Herencia, locura y peligrosidad. A propósito del caso Acosta y Cárdenas


 


 Pedro Marqués de Armas

 

 Todavía en la década de 1860 la noción de monomanía no había sido abandonada, pero se articulaban ya las bases discursivas de su transformación, a partir de lo que Michel Foucault definió como el par herencia perversión.
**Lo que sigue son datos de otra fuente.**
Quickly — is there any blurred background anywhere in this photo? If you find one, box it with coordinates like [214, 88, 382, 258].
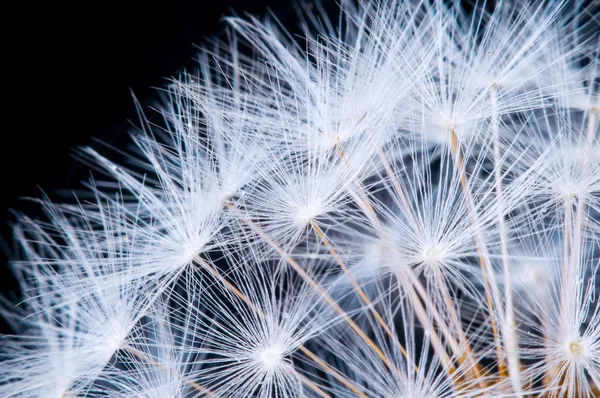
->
[0, 0, 296, 304]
Aunque ante los tribunales nunca se impuso por completo, se impondrían ahora categorías más amplias como locura moral o epilepsia larvada, de mayor alcance normativo; así como una visión más etiológica que nosológica a la vez que —a tono con las tesis evolucionistas— más ligada a la peligrosidad que a la responsabilidad del sujeto.

 En otras palabras, a la supuesta imprevisibilidad de la locura, de acuerdo con su carácter "latente" tanto en la serie hereditaria como en los antecedentes personales (léase instintivos) del sujeto.

 En Cuba, hacia la misma época, la noción de monomanía había sido impugnada en pocas ocasiones, salvo por los jueces, pero en breve comenzaría a recibir el embate de los nuevos tiempos. Por lo menos hasta 1875 la categoría se resiste a desaparecer, al tiempo que ganan terreno los postulados del degeneracionismo, el modelo de la epilepsia, la teoría localizacionista de Broca y, acto seguido, las tesis de Lombroso sobre el criminal nato.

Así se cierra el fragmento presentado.